Growing up, I used to see these paintings of songs and dance being displayed in markets of Patna. Back then I didn’t know about the various schools of paintings that exist in India. After I moved to Delhi, I started seeing these paintings everytime I used to visit Dilli Haat for momos. A small conversation about the artist made me realize that they were from Madhubani and these are the famed Madhubani paintings of Bihar.
Madhubani painting is known for describing happy and auspicious moments in art form.
Meeting Pamashree Awardee Smt. Mahasundari Das
Padmashree Awardee Smt. Mahasundari Das is known for giving Madhubani painting of Bihar the international status that it is known for today. Her home in Ranti Village of Madhubani is decorated with awards and accolades. Mrs. Mahasundari Das received 42 awards in her lifetime, out of which 4 of them were presidential.
After her death, the tradition has been carried on by her daughter-in-law Bibha Das. She has received national awards for her work.
Mrs. Mahasundari Das may have been the flag bearer of the art but it was Bhaskar Kulkarni who gave Madhbani painting a national status. Bhaskar Kulkarni saw her making the art and he wrote about it. Kamaladevi Chattopadhyay read about it and she sent her designers at Mahasundari Das’ home. This is how she sold her first painting and slowly the entire village stated learning this art.
But it is not only Ranti Village that is known for Madhubani art. Jitwarpur village is just in the neighbourhood and has its own school of Madhubani art.
Baua Devi has been painting since the age of 13 and has been listed for Padmashree. When Mr. Bhaskar Kulkarni was researching on Madhubani painting, he came to this village along with Ranti. He went to multiple homes to click photos of Kohbar and Mandap. Then he asked the ladies to draw something on the paper. This happened in 1962 when the women of Bihar didn’t interact with stranger men much.

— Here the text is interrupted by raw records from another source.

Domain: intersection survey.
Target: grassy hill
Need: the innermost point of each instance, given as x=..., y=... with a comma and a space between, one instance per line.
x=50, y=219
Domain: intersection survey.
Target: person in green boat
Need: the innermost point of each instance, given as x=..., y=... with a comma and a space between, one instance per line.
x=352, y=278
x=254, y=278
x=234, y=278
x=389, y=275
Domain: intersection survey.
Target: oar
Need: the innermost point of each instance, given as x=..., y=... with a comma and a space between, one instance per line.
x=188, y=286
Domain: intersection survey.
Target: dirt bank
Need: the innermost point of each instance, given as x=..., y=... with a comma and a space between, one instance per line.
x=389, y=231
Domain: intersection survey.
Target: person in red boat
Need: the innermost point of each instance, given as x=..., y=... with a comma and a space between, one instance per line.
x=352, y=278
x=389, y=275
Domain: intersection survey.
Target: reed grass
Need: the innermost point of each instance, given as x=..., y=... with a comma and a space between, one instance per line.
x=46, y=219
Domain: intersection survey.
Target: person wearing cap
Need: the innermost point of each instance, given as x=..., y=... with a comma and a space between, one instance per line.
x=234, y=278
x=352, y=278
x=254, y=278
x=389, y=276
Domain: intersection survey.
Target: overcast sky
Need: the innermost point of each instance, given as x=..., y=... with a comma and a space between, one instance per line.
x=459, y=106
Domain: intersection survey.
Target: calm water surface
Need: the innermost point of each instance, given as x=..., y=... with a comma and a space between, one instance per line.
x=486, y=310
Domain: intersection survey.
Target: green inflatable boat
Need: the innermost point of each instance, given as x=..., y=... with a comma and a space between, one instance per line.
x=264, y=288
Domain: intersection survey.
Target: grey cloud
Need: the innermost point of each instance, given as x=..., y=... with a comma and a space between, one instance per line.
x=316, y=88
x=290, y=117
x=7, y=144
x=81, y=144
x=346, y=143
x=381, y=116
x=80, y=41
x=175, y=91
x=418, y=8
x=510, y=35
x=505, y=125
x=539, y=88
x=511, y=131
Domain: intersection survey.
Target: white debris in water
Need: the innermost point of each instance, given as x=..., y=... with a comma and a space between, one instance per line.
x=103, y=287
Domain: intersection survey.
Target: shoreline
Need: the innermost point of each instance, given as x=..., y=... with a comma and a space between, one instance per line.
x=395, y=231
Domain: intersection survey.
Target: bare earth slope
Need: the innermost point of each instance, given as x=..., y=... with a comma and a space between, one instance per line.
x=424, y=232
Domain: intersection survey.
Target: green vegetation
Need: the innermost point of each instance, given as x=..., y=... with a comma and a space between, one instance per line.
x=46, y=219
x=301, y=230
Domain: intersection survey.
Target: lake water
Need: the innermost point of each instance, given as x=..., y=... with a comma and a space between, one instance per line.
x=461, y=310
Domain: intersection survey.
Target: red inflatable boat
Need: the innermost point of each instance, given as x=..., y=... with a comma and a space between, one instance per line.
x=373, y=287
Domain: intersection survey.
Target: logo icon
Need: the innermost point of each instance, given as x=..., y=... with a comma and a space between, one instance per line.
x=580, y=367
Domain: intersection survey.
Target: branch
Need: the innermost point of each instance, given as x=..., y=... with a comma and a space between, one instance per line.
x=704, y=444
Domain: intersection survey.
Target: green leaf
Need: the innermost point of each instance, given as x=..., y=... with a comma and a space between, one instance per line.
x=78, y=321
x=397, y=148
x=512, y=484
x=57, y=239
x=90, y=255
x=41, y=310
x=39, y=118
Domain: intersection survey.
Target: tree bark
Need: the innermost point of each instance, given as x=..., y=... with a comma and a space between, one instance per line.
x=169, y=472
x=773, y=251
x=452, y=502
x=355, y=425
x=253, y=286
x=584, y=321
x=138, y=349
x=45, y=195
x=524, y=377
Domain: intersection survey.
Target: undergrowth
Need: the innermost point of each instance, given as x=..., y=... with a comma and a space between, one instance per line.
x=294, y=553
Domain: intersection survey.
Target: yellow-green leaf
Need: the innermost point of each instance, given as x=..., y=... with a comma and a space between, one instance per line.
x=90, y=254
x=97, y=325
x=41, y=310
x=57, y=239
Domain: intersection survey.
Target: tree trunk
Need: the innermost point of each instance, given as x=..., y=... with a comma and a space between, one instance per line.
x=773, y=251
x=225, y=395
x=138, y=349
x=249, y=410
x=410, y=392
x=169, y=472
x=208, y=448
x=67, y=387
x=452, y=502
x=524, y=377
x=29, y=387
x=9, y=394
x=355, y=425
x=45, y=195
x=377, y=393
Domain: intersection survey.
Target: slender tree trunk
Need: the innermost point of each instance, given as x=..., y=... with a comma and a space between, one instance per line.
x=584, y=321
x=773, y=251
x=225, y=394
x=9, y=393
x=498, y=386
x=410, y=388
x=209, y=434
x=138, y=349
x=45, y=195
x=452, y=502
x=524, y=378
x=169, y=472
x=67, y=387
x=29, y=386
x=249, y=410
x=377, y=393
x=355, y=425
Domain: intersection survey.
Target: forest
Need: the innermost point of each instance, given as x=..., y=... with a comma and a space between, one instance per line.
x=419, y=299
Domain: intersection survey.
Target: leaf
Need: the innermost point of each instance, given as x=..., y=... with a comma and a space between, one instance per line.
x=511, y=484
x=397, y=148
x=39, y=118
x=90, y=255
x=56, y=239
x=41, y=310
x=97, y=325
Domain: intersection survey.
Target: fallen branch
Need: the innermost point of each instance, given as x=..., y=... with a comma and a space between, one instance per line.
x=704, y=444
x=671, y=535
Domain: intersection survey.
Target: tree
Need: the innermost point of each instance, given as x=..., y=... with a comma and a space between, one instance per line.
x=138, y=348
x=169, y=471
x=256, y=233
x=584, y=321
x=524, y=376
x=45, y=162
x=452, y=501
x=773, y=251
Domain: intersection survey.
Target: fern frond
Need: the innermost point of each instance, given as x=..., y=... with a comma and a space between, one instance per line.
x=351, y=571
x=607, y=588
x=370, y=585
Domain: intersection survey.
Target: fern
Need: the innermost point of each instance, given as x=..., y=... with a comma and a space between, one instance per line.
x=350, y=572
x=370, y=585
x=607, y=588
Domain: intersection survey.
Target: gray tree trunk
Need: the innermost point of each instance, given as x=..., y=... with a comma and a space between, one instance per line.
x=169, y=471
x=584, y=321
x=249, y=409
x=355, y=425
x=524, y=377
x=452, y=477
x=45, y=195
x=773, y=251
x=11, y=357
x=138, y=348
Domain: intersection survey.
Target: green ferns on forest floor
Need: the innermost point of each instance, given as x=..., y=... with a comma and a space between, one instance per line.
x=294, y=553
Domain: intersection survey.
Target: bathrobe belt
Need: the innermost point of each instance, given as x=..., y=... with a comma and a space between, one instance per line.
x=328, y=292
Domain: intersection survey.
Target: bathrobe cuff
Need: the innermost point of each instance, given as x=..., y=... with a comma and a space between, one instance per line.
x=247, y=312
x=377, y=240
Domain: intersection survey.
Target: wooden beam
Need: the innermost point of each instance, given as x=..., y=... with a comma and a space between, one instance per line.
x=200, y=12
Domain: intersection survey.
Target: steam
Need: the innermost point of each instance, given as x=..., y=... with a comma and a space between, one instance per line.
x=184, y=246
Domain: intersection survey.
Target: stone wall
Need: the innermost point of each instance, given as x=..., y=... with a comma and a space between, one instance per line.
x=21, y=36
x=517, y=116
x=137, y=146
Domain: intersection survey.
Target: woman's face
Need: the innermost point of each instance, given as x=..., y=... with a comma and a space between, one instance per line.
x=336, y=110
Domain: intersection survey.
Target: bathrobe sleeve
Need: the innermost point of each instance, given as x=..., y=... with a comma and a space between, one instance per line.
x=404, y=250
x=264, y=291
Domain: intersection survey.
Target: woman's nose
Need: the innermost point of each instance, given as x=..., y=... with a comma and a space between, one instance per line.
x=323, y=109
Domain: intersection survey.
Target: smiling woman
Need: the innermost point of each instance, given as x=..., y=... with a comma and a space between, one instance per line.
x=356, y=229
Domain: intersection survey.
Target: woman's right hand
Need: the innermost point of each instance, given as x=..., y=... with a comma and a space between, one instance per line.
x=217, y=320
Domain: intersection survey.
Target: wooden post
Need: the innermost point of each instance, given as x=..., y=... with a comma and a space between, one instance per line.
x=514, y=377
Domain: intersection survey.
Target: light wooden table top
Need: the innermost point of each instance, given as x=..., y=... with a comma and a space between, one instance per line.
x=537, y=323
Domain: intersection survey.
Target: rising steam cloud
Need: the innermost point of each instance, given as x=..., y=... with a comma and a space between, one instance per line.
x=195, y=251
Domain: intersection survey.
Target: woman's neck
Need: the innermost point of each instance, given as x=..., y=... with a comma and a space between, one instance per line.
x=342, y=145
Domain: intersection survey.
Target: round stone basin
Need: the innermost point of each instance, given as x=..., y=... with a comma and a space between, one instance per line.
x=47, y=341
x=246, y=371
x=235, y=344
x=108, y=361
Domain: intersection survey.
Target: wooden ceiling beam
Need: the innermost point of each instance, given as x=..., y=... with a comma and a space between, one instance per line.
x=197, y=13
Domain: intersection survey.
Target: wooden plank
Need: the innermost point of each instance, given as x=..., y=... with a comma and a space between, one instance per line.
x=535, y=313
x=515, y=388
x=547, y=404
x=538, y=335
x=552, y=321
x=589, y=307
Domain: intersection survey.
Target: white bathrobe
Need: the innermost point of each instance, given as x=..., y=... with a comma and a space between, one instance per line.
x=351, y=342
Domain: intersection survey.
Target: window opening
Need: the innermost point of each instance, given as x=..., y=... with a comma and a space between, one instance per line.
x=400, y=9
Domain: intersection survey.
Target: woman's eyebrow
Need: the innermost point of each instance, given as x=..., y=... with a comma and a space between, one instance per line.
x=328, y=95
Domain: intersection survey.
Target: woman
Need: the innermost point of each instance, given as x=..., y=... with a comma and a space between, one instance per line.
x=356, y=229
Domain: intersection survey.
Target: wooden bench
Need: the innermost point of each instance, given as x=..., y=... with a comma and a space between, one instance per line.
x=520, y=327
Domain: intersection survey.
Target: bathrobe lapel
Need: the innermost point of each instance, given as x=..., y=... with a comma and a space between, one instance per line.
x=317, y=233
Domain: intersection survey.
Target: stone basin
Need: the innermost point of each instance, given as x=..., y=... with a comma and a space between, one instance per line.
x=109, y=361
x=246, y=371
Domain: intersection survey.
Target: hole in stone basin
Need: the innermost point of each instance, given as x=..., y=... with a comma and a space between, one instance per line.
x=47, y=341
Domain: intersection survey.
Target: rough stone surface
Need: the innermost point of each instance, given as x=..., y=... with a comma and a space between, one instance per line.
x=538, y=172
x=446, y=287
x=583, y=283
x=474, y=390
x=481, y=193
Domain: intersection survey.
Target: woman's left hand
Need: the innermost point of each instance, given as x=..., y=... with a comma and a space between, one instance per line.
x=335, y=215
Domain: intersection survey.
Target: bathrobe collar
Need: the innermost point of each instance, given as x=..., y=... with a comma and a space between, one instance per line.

Bhaskar’s went to Delhi after collecting a number of paintings. He showed these artworks in his head office. 5 women from Jitwarpur Village went to Delhi to make paintings. They were paid 20 rs per day for their work. This brought fame to the village and they also got a road soon.
Baua Devi was only 13 so she didn’t get a chance to visit Delhi but she started painting by herself. She developed her own style that was different than the traditional artform. Her art is more imaginative and unique. One can say that she is more inclined towards psychedelic art. Her art tell stories like the ones in comic books but without dialogues and speech bubbles. One of her artworks is also present in British Library.
Madhubani Painting has received such a huge name and fame that it has a museum in Japan dedicated to the art and the artists. In 1982 a tourist from Japan came to Madhubani and purchased some artworks. He made a huge profit by selling them in his country. He decided to capture the life of these artists and took the photos back to Japan to open a museum. It was inaugurated by Pupul Jaykar and Sita Devi from Madhubani. The museum is called Mithila Museum in Tokyo.
Madhubani Painting of Ranti Village and Jitwarpur Village are very different. Art artists in Ranti focus a lot on line work while Jitwarpur Village is famous for filling work.
Distinct styles of Madhubani painting
In different parts of Madhubani, there are 5 different types of paintings and artforms. Each of these styles hold a different value and significance.
Bharni means filling and is one of the most famous styles of Madhubani painting. The style usese more vibrant colors. It was practiced mainly by upper caste people from Madhubani region. The artworks describe stories from Ramayana and Mahabharata. The most notable feature of Bharni style is that subject is outlined in black.
Tantrik painting depicts religious texts and characters. There are many tantric symbols but the most notable ones are Maha Kali, Maha Durga, Maha Saraswati, Maha Lakshmi, and Maha Ganesh.
Katchni Style only uses one or two colours. The details are very intricate. Patterns are made with hatching and stippling. This painting is still practiced by Kayasthas who live in Madhubani.
Godna is the simplest style of Madhubani art. Godna is commonly known as tattoo. In Madhubani, it was first done by Chano Devi. Godna is done on arms and legs. The artists use, pointed bamboo pen with lampblack ink. This style has concentric circles of flowers, field, animals, figures and spirit.
The Kohbar painting is filled with rich details. In the days when untouchability was common, it was practiced by the lower class of the society. The paper is washed with cow dung and paintings are done using earth colours.